Monday, February 3, 2014

How to be happy though married--Irene

by Irene
Most people love books, and each people like different books. I love the book name which is How To Be Happy Though Married. I like read it because it has several reasons: the pleasures of marriage, the pains of marriage, hints for husbands and hints for wives.
First of all, the pleasures of marriage. Woman is better than wisdom, and nothing is better than a good woman. Single women have a dreadful propensity for being poor, which is one very strong argument in favour of matrimony. Romantic loves is a species of drunkenness, even dullards are aware of this, they are aware of when they are not in love. There is nothing more admirable than when two people who see eye to eye keep house as man and wife. Woman's business to get married as soon as possible and a man's to keep unmarried as long as he can. Woman and man is different. There has an addition to happiness a good wife makes. Such a one is the best companion in prosperity, and in adversity the surest friend; the greatest assistance in business, the only lawful and comfortable means by which she can have issue, and the great remedy against incontinence. Matrimony is respectable.

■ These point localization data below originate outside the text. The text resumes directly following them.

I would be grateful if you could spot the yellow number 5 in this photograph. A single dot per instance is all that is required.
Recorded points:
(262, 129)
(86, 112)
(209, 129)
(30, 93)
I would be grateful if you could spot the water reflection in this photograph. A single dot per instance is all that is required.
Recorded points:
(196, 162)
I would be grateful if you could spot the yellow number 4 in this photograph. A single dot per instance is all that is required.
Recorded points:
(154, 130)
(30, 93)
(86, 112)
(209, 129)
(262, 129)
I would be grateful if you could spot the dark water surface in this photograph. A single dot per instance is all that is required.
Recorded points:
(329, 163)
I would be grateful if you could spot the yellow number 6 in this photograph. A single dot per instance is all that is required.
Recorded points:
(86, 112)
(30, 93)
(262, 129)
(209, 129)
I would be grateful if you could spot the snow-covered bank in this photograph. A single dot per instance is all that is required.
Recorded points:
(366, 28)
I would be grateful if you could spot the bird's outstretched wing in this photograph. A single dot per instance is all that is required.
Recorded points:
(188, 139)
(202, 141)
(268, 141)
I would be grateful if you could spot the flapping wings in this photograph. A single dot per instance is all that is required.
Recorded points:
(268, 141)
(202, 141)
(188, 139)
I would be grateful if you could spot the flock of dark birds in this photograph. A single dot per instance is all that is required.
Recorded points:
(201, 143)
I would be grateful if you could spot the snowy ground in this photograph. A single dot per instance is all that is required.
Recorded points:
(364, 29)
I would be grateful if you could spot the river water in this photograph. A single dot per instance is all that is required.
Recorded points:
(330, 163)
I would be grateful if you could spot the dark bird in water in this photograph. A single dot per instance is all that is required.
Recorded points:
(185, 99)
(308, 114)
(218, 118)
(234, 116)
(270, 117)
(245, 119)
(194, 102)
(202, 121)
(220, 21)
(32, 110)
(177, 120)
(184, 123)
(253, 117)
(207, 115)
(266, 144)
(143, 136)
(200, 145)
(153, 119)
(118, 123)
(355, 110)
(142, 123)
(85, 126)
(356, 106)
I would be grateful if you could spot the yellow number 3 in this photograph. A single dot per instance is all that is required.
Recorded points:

Second, the pains of marriage. Marriage is the tomb of love. By all means marry; if you get a good wife, you will become happy; if you get a bad one, you will become a philosopher. Bigamy is having one wife too many, and monogamy is just one wife. Marriage is the triumph of imagination over intelligence. Second marriage is the triumph of hope over experience. The most dangerous of infernal machines. Husband and wife should no more fight. I think marriage is one long conversation, chequered by disputes. Men marry women with the hope they will never change. Women marry men with the hope they will change. In fact, they are both disappointed. Finally, there are three things that drive a good man from home: a roofless house, a smoky chimney, and a quarrelsome woman.
Finally, hints for husbands and wives. Don't get a bad husband; who compares wife unfavourably with mother or other wives, who publicly praises bachelor days and regrets having married, who belches without apology or blow nose at table, and who teases wife fatness, slowness, etc. Also don't get a bad wife; who eats onions, radishes or garlic before a date or going to bed. Who wears pajamas while cooking. Who fails to wash top of milk bottle before opening it. Who puts her cold feet on husband at night to warm them.
In conclusion, I wish I have a happy marriage.